Franz Kreuzer, der sich sein Sporen in der harten Schule Oskar Pollaks verdient hat — seine Recherchen als junger Lokalreporter in Sachen Verschleppungen durch Unbekannte waren eine persönliche Mut- und eine journalistische Talentprobe —, übernahm die Führung des traditionsreichen Blattes in einer Zeit, in der der österreichische Sozialismus langsam, aber sicher einer Krise zutrieb. Nicht daß er seiner Partei zu wenig, daß er ihr manchmal zu viel und zu gut diente, führte zu jenem unverdienten „negativen Image“, in manchen Kreisen der Öffentlichkeit, denen Franz Kreuzer vornehmlich am Fernsehschirm als ein Franz Mohr erschien. Die Kollegen kannten einen anderen Kreuzer: einen Kollegen, der nicht nur eine gute Feder zu führen versteht, sondern auch innerlich mit den Problemen des Sozialismus in unserer Zeit ringt. Nach dem Debakel des 6. Marz kam diese Ader in der vielbeachteten „August-Diskussion“ der „AZ“ zum Durchbruch. Diese brachte Kreuzer zwar den Renner-Preis 1967, war aber geeignet, die Schwierigkeiten, denen sich ein jeder verantwortliche Leiter eines Blattes mit Charakter und publizistischem Profil von Zeit zu Zeit gegenübersieht, gelinde gesagt, nicht zu vermindern. Verschiedene, nicht ganz zu durchschauende Kulissenspiele, bei denen auch der „Ausgleich“ zwischen dem Parteivorsitzenden Dr. Kreisky, der Wiener Organisation auf der einen, den sozialistischen Gewerkschaftern auf der anderen Seite eine Rolle spielten, sowie Bemühungen, das äußerst unglückselige Projekt eines kleinformatigen Blattes vielleicht doch noch in letzter Minute zu sistieren, führten schließlich zu dem „Bauernopfer“ auf dem Schachbrett innerparteilicher Demokratie.

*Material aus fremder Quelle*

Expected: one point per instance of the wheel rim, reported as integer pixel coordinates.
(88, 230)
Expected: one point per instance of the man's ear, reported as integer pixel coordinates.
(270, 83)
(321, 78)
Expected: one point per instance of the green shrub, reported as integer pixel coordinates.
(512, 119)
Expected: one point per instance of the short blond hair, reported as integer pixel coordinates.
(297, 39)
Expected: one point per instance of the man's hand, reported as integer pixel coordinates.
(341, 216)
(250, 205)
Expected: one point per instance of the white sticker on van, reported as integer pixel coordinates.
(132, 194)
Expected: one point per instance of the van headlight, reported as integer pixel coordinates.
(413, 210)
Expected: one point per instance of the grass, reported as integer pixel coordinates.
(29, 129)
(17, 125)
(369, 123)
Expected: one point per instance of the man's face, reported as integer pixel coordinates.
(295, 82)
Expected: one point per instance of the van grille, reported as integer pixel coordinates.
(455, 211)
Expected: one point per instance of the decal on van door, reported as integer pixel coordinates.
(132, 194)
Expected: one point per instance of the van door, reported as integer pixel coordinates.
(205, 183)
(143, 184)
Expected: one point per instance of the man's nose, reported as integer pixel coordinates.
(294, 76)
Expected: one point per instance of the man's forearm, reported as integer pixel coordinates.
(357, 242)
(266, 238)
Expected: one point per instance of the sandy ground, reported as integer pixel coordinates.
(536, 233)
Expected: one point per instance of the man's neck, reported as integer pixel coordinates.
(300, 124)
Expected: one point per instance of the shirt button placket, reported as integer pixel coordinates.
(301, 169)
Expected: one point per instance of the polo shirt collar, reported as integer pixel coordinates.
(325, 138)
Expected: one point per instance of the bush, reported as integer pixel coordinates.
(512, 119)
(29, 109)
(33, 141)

Fatal, wenn man selbst dieser Bauer ist.

Auf der Rechten gab es diesmal wenig Schadenfreude. Das hat seinen guten Grund. Zur selben Zeit konnte man nämlich hören, daß der langjährige Pressereferent der ÖVP-Bundesparteileitung an Abschied denke. Pisa, der mit einer beinahe heroischen Selbstentäußerung durch Jahre seine Person hinter der Sache der Partei zurückstellte, die davon ausgiebig Gebrauch machte, scheint dort angelangt, wo er eines Tages nach der Meinung aller guten Freunde ankommen mußte: Er kann einfach nicht mehr so weitertun, ohne als geistige Persönlichkeit abzudanken.

Und damit schließt sich der Kreis. Die Zeit ist für Publizisten, die eine eigene Handschrift besitzen, und nur solche verdienen diesen Namen, nicht günstig. Die schönen Worte, die da und dort an Festtagen an die Adresse der Journalisten gerichtet werden, die von ihrer großen Mission sprechen und an ihre persönliche Verantwortung appellieren, hinterlassen einen faden Nachgeschmack. Gebraucht werden Leute, die „funktionieren“. Und somit sollten wir eigentlich ein wenig zurückhaltender sein und mit unserer Empörung, wenn wir wieder einmal hören, daß irgendwo östlich von Wien eine Stimme zum Schweigen gebracht wird. Besser freilich noch, wir erhalten und erwerben uns die Aktivlegitimation auf diese Kritik durch mehr Respekt vor dem freien Wort und jenen, die es führen. Links, rechts und in der Mitte. Katholiken sind ebenfalls gebeten, nicht wegzuhören.